By his analysis: “This major decline in infrastructure spending means contrary to all government claims of an increase in infrastructure, projects are rather declining.”

According to the former deputy governor of the Bank of Ghana, the government of the National Democratic Congress (NDC) is investing half of what the NPP government under ex-President John Agyekum Kufour invested to develop the country.

Dr Bawumia added that the discovery of oil should have translated into more infrastructural development but “the government (NPP) that did not have oil had twice as much relative to GDP than the governing party.”

He alleged the Mahama government has “overpriced most projects” leading to job losses.
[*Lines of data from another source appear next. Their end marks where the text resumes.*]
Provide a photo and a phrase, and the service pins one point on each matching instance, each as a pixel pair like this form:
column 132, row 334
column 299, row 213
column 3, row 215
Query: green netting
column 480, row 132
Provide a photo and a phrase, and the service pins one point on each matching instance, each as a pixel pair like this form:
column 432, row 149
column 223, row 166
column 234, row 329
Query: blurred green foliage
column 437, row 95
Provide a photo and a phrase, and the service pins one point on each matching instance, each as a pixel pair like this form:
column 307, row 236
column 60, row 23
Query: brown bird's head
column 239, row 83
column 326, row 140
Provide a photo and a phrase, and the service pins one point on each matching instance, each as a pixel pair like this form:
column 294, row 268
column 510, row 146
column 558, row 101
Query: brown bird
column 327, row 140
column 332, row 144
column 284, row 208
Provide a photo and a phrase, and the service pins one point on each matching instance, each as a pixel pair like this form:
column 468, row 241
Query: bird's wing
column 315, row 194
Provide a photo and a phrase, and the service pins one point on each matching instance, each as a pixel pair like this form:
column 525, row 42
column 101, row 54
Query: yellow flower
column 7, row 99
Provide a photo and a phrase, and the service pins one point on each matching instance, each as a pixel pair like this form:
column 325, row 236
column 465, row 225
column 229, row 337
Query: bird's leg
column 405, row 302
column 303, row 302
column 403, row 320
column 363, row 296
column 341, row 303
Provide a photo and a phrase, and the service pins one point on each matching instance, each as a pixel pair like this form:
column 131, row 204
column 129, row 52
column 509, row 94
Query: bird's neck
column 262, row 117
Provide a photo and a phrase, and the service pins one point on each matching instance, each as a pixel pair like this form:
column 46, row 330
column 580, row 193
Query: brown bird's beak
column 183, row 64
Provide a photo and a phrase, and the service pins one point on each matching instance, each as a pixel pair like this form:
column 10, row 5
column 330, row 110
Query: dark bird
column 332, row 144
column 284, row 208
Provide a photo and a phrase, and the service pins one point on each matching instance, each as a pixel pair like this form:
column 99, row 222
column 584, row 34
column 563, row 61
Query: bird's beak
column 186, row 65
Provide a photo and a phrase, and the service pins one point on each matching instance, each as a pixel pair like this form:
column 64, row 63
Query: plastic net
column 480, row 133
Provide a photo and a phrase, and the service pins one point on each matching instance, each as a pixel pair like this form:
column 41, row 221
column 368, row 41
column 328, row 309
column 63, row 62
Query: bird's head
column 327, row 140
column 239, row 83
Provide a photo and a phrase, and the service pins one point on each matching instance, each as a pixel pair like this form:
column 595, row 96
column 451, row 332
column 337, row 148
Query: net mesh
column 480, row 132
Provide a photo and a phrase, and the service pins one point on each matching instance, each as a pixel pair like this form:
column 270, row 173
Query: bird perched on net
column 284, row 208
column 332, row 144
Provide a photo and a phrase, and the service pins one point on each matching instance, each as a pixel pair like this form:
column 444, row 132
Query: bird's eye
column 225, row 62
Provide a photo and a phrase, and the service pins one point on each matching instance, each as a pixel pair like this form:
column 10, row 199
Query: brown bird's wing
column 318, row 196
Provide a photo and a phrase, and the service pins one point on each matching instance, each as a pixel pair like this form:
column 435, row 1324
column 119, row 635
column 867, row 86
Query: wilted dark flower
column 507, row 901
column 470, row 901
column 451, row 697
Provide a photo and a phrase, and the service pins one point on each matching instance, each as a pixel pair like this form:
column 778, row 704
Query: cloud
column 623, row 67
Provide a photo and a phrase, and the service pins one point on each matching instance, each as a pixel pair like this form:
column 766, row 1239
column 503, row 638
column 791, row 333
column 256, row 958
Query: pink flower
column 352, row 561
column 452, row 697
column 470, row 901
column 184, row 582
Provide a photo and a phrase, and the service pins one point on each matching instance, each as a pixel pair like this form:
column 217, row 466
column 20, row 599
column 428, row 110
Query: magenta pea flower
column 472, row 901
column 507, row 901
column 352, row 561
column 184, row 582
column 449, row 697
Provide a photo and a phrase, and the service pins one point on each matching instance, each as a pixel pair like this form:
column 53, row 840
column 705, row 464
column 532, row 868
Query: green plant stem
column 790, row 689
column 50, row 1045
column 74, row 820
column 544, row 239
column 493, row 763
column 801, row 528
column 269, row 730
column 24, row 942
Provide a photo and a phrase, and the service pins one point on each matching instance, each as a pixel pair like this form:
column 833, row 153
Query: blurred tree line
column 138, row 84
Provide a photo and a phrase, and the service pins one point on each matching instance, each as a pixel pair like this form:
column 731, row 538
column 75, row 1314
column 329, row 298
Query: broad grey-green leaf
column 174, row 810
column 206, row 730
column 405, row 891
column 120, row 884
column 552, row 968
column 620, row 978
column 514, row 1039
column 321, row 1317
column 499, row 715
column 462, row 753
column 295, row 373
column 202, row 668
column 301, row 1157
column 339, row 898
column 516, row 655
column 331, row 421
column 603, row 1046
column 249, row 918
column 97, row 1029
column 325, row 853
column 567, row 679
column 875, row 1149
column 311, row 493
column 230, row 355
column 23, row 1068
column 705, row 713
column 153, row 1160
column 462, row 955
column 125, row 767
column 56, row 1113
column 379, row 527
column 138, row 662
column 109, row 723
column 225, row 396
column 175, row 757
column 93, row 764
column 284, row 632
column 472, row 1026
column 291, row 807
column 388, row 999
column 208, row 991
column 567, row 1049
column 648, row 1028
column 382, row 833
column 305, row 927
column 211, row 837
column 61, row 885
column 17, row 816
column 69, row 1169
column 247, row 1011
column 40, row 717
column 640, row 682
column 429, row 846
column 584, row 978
For him, leadership is about choices and Ghanaians should vote for a president with the interest of citizens at heart who will promise ‘1-village-1-dam’ and reject the “corrupt, incompetent leadership” who will rather choose to embark on a ‘1-chief-1-car’ programme.

Dr Bawumia made the comments at a public lecture at the National Theatre on Thursday, September 8, under the theme: ‘State of Ghana’s Economy – Foundation of Concrete or Straw?’ In his view, Ghana’s economic challenges were not about a lack of resources but the inefficient management of such resources.

He said no government since independence had had the amount of resources in terms of tax revenue, cocoa exports, and others as the governing National Democratic Congress (NDC), yet President Mahama has nothing to show for it.

Dr Bawumia noted that in the eight years of the Kufuor administration, from 2001-2009, the total tax revenue collected was GHS15.2 billion, but between 2009 and 2015, the Mills-Mahama administration has collected GHS90 billion in taxes.

According to him, it was estimated that by the end of 2016, the government would have collected a total of GHS118.2billion.

“Under the eight years of the NPP government, from 2001-2009, taxes and loans amounted to GHS20 billion and without oil, economic growth increased from 3.7 per cent to 9.1 per cent. But in contrast, GDP per capita has declined by 12 per cent under John Mahama’s tenure as president when oil revenue and loans alone over the eight-year period of 2009-2016 would amount to GHS248billion,” he said.